Question
MFRS110 The following issues have arisen in Happy Limited during the financial year ended 31 December 2016: (i) The company had an investment valued at
MFRS110
The following issues have arisen in Happy Limited during the financial year ended 31 December 2016:
(i) The company had an investment valued at RM 200,000 in its financial statements for the year ended 31 December 2016. Due to fears over Brexit, the investment reduced in value to RM 180,000 by 10 January 2017.
(ii) It purchased a motor vehicle on 30 December 2016 and paid a non-refundable deposit of RM 5,000 on that date. It also wrote a cheque on that date for the balance of RM 20,000 which it posted to the seller. The seller received and cashed the cheque on 3 January 2017.
(iii) Happy Limited was sued by a customer who was unhappy with the quality of product delivered to it in June 2016. The court case was heard in late October 2016 but it was not until 8 January 2017 that the judge ruled in favour of Happy Limited and awarded it legal costs of RM 20,000 to cover its solicitor's fees.
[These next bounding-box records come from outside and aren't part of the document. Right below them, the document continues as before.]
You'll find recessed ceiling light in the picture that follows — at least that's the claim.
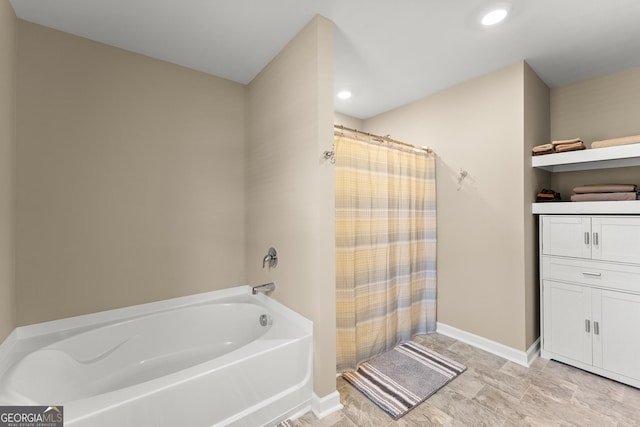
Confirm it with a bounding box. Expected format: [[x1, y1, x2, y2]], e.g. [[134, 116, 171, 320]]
[[480, 9, 507, 26], [338, 90, 351, 99]]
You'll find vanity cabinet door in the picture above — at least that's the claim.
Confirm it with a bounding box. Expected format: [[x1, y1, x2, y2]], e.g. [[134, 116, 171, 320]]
[[542, 215, 591, 258], [591, 217, 640, 264], [542, 280, 593, 364], [593, 290, 640, 380]]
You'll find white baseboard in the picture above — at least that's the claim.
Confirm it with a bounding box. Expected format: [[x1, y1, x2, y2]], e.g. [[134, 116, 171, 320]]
[[436, 322, 540, 367], [311, 390, 342, 419]]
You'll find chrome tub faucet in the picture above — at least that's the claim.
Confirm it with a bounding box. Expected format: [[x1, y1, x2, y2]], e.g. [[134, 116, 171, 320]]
[[251, 282, 276, 295]]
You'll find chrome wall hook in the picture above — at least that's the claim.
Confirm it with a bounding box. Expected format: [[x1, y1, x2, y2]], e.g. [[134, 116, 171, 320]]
[[262, 247, 278, 269]]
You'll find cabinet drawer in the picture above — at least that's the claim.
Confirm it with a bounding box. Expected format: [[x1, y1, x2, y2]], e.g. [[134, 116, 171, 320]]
[[542, 256, 640, 293]]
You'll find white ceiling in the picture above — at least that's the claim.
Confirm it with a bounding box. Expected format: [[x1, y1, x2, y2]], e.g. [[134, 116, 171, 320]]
[[10, 0, 640, 118]]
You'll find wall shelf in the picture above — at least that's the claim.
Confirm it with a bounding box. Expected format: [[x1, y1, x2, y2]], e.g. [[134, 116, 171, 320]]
[[531, 144, 640, 172], [531, 144, 640, 215]]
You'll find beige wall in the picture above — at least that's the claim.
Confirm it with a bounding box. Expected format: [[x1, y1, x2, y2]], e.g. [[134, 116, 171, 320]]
[[522, 63, 550, 347], [16, 21, 247, 325], [551, 68, 640, 199], [247, 17, 336, 397], [365, 62, 544, 351], [0, 0, 18, 342]]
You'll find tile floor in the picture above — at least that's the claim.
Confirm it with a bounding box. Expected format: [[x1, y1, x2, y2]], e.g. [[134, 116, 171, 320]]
[[294, 334, 640, 427]]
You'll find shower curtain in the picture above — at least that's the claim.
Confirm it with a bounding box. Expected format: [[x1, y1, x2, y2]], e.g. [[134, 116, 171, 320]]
[[334, 136, 436, 372]]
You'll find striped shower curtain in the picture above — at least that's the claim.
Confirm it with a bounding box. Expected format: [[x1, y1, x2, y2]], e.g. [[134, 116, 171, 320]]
[[334, 136, 436, 372]]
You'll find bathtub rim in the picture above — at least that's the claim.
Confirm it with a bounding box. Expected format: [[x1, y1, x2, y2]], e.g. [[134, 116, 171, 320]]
[[0, 285, 313, 376]]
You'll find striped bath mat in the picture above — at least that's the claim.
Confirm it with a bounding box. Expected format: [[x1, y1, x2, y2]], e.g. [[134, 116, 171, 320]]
[[342, 341, 467, 420]]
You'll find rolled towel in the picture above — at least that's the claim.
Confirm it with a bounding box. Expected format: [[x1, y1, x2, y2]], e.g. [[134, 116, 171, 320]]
[[591, 135, 640, 148], [555, 141, 587, 153], [573, 184, 637, 194], [551, 138, 582, 147], [571, 192, 637, 202]]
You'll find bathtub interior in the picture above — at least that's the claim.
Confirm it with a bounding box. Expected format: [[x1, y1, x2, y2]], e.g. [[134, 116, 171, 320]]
[[0, 287, 312, 425]]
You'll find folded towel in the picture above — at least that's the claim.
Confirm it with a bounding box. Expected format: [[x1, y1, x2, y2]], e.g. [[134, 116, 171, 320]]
[[536, 188, 562, 202], [555, 141, 587, 153], [531, 144, 555, 156], [571, 191, 637, 202], [573, 184, 637, 193], [591, 135, 640, 148], [532, 144, 553, 153], [551, 138, 582, 147]]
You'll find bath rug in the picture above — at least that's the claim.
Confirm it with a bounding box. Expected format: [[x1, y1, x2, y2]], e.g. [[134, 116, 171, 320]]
[[342, 341, 467, 420]]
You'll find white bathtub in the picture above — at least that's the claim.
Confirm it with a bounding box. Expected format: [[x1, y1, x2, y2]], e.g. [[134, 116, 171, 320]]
[[0, 286, 313, 427]]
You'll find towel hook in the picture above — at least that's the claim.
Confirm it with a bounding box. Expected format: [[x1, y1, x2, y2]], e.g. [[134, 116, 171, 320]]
[[458, 168, 469, 191]]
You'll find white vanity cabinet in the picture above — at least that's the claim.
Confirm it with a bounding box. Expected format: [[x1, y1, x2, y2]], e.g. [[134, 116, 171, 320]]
[[540, 215, 640, 387], [542, 215, 640, 264]]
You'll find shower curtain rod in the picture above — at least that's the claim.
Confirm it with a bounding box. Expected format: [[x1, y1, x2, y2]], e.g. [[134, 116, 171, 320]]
[[333, 125, 433, 154]]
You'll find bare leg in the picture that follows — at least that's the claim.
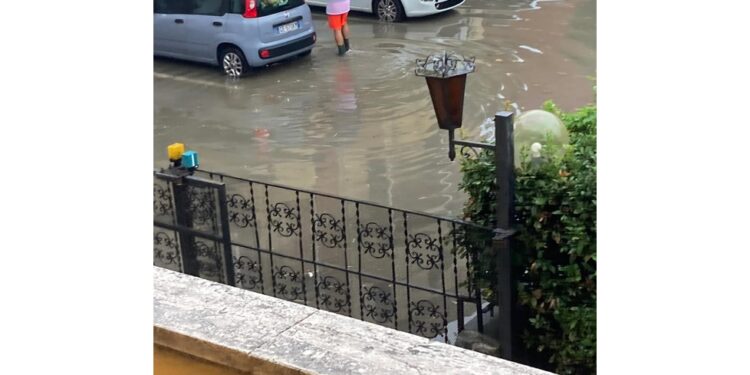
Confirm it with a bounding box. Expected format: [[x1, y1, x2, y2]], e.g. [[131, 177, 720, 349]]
[[341, 22, 349, 51], [341, 23, 349, 39]]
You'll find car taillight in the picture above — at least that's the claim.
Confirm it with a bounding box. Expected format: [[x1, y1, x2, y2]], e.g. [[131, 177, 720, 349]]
[[247, 0, 258, 18]]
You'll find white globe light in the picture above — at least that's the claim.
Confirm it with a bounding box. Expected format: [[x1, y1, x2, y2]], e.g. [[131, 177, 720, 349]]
[[513, 109, 570, 167]]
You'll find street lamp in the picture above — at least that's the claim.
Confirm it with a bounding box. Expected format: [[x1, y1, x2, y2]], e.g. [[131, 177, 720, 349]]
[[415, 51, 515, 360]]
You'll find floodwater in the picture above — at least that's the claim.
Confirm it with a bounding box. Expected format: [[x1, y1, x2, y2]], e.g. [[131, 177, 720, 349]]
[[154, 0, 596, 216]]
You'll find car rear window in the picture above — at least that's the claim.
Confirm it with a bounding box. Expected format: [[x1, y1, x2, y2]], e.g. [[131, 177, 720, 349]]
[[259, 0, 305, 16]]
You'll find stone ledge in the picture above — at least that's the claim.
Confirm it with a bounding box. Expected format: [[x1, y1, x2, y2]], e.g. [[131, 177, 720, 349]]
[[154, 267, 550, 375]]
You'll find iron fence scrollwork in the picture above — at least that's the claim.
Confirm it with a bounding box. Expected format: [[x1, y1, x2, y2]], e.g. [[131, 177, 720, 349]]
[[154, 171, 493, 342]]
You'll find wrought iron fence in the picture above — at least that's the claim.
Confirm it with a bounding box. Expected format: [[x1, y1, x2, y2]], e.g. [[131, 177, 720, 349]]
[[154, 171, 493, 342]]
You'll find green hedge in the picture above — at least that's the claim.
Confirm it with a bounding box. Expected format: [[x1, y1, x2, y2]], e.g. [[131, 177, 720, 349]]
[[460, 102, 596, 374]]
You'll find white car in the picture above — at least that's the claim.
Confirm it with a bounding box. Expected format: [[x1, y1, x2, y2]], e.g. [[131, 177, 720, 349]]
[[307, 0, 466, 22]]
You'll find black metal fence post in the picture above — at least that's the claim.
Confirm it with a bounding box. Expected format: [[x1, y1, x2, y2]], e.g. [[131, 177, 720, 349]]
[[492, 111, 515, 360], [170, 176, 200, 276]]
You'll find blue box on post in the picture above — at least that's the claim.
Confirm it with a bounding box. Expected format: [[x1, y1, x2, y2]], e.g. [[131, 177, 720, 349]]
[[182, 151, 198, 169]]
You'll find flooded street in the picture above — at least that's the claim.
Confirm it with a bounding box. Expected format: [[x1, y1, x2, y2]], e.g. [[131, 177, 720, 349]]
[[154, 0, 596, 216]]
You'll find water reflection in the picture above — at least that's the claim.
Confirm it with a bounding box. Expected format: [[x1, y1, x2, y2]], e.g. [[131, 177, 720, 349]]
[[154, 0, 596, 216]]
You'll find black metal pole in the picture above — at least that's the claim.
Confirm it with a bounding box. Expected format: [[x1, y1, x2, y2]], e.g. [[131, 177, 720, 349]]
[[492, 111, 515, 360]]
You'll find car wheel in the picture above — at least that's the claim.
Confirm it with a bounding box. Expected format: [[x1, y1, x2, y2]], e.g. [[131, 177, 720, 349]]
[[219, 47, 250, 77], [372, 0, 406, 22]]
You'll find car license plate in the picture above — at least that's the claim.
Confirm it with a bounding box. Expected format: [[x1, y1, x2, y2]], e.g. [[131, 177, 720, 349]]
[[276, 22, 299, 34]]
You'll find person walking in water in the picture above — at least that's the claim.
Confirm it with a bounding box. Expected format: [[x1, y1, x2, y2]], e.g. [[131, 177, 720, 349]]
[[326, 0, 351, 56]]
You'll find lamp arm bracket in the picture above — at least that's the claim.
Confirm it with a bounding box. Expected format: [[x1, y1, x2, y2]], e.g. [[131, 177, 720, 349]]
[[492, 228, 518, 241]]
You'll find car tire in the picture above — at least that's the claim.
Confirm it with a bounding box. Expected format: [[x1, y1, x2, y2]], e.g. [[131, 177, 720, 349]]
[[219, 46, 251, 78], [372, 0, 406, 22]]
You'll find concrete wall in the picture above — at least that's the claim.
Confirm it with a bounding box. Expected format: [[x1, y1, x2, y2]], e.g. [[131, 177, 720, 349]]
[[154, 267, 549, 375]]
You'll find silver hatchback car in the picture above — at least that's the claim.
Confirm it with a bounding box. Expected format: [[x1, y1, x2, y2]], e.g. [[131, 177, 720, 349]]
[[154, 0, 316, 77]]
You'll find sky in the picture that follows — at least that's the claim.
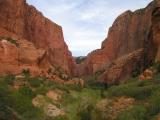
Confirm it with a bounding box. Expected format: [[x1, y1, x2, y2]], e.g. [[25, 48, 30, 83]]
[[27, 0, 152, 56]]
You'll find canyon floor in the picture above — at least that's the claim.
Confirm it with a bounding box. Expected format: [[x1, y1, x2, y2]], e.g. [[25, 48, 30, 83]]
[[0, 63, 160, 120], [0, 0, 160, 120]]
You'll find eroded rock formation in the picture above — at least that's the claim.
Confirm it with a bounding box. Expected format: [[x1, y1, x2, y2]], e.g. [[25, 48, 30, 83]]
[[77, 0, 160, 83], [0, 0, 75, 73]]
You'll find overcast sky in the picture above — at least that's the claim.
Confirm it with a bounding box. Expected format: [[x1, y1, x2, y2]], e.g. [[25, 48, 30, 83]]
[[27, 0, 152, 56]]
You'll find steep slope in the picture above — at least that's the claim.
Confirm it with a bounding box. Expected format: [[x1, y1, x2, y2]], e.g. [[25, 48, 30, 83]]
[[77, 0, 160, 82], [75, 0, 155, 74], [0, 0, 75, 73]]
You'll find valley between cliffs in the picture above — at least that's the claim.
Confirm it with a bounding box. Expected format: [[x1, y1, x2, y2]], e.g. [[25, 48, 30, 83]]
[[0, 0, 160, 120]]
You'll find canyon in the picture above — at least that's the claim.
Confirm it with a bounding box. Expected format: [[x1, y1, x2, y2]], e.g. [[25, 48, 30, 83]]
[[0, 0, 160, 83]]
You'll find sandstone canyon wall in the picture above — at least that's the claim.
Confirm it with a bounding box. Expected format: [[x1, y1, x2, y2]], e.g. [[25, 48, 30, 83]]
[[77, 0, 160, 82], [0, 0, 75, 74]]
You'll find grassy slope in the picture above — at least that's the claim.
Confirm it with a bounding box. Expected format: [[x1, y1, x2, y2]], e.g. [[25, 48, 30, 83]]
[[0, 65, 160, 120]]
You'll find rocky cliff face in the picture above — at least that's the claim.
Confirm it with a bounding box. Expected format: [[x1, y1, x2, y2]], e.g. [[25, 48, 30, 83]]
[[77, 0, 159, 82], [0, 0, 75, 73]]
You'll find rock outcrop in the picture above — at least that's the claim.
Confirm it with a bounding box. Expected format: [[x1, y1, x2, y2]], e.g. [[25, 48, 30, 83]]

The legal costs were paid by its customer to Happy Limited on 12 January 2017. Happy Limited was unsure of winning the case and it had previously included a provision in its financial statements for the year ended 31 December 2016 for compensation and legal costs as follows: RM RM
Dr Legal Fees - Administrative Expenses 25,000
Dr Cost of Sales 35,000
Cr Provisions - Current Liabilities 60,000
(iv) One of Happy's Limited customers was declared bankrupt on 5 January 2017, owing RM 4,000 to Happy Limited.
REQUIREMENT: Advise the management of Happy Limited on the proper accounting treatment of each of the above issues so as to ensure that the financial statements are prepared in accordance with MFRS.